Je suis un bourgeois modéré, père de famille, fonctionnaire, assuré à la Maïf. Il n'y a pas si longtemps, je lisais Libé, les éditos de Serge July et les vapeurs d'Alain Duhamel. Mais là, je sens la glace qui craque, le système qui se débine à toute allure. Tiens, le mouvement grec: spontanément, dès les premiers comptes rendus, je n'ai pas cru les grands médias. Avec un gros clignotant "Tarnac", une petite voix me disait: attends, c'est forcément pas ça. Et ce matin, chez Partageons mon avis, le billet "Partis, c'est fini" s'accorde exactement à mon sentiment. Entre la débâcle du PS, le caporalisme de l'UMP et la soudaine multiplication des nains de jardin, l'impression est bien que quelque chose est en train de finir, qui se tenait la barbichette entre presse et politique. Une chose est sûre: les deux trépasseront ensemble.

Pas sûr qu'il faille s'en alarmer.

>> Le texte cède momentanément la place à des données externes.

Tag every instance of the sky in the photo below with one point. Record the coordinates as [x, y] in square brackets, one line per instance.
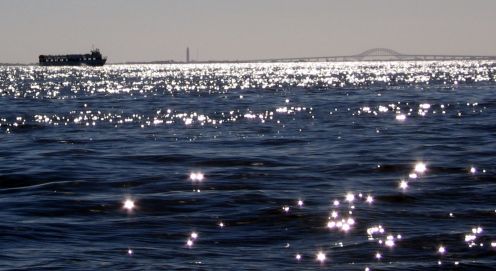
[147, 30]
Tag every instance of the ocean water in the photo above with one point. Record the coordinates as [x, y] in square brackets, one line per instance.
[296, 166]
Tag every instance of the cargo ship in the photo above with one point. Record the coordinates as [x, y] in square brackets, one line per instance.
[93, 59]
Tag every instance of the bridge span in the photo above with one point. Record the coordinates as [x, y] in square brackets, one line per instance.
[376, 54]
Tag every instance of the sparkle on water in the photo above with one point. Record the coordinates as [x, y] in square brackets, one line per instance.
[81, 100]
[321, 256]
[128, 204]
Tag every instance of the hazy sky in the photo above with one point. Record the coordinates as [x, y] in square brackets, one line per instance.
[147, 30]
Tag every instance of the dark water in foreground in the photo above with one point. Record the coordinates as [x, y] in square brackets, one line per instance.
[296, 160]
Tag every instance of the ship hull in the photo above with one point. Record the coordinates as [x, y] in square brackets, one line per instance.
[95, 63]
[93, 59]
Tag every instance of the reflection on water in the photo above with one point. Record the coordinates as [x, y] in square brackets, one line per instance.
[347, 166]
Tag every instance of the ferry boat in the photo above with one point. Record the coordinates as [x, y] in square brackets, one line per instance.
[93, 59]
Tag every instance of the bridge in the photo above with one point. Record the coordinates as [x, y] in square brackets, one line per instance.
[376, 54]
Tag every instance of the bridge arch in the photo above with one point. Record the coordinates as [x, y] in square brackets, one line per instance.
[379, 52]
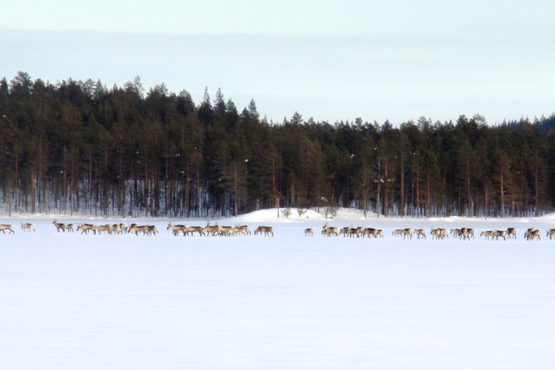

Plutôt que de faire du bouche à bouche à la mickeycratie mourante, je retire de conversations récentes l'impression que la suite est déjà en train de se préparer. Avec internet comme terrain de jeu, la forme du réseau comme modèle. Et une génération qui a faim de prendre les manettes. Sarkozy et la crise vont appuyer fort sur l'accélérateur. Rendez-vous en 2009, qui ne va pas être triste.